No hubo problema en que ella descubriera la conexión entre ambos incidentes. Pero…
—Deirdre quiere limpiar el nombre de Lord Holborn.
Porque no fue Lord Holborn quien protegió al vizconde Darnell, sino Lord Rochepolie. Si Glenwell fuera ejecutado, se estaría creando una víctima inocente.
Hartley dejó escapar un suspiro silencioso.
—Ah… pero incluso si se retiran los cargos, es obvio que se les ocurrirá otro.
—Exactamente. Para Cottenham, le permitiría encubrir su error al no marcar a Darnell, así que probablemente querrá mantener esta acusación.
Ya no había forma de salvar a Glenwell. Si no hubieran estado a punto de rescatar a la princesa, Frederick podría haber hecho público el caso de Heather Glenwell, con la esperanza de revelar la verdad al pueblo.
En ese caso, el honor de la difunta habría quedado mancillado, y Christian se habría vuelto loco intentando descubrir el origen del rumor. Eso habría provocado el derramamiento de sangre de otra persona inocente.
Nada se consigue sin sacrificio.
Esa fue la primera lección que Frederick aprendió en todo este asunto.
—Entonces… ¿le contarás a la condesa lo que Christian le hizo a Lady Heather? —preguntó Hartley, y Frederick respondió instintivamente.
—No.
—Sin embargo, si la condesa descubre que Lady Heather era dama de compañía en el palacio…
Con tan solo una descripción y algo de conocimiento sobre la familia y la personalidad de Heather, no sería difícil descubrir quién era realmente. Si Deirdre lo descubría por sí misma, llegaría a la verdad sin que nadie tuviera que decírsela. Desde el principio, era algo que Frederick no podía impedir.
Pero.
Aun así, quería mantenerla lo más alejada posible de la verdad.

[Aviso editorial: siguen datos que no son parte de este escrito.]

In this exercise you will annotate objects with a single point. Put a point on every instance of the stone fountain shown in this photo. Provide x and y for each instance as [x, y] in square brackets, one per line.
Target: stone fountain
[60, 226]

—¿Lo has olvidado, Sir Mark Hartley? El conde Fairchild es realista. Si Deirdre se entera, se dará por vencida.
Fingir ser monárquico tenía sus ventajas, pero también sus desventajas. La más fatal no era tener que sonreírle a la cara de suficiencia de Christian ni recibir el leve desprecio de Deirdre, sino el hecho de que eso haría creer a su esposa que era un hombre indigno.
Si él no actuaba para salvar a Glenwell, Deirdre sufriría de remordimientos de conciencia. Por otro lado, si descubría los secretos y planes del conde Fairchild…
—No puedo poner a Deirdre en peligro.
Lo afirmó con firmeza. Ese era su principio absoluto.
Hartley asintió. A través del hombro del baronet, pudo ver la caja de marfil donde guardaba la carta de Deirdre.
Aún no.
Todavía no era el momento de decirle nada.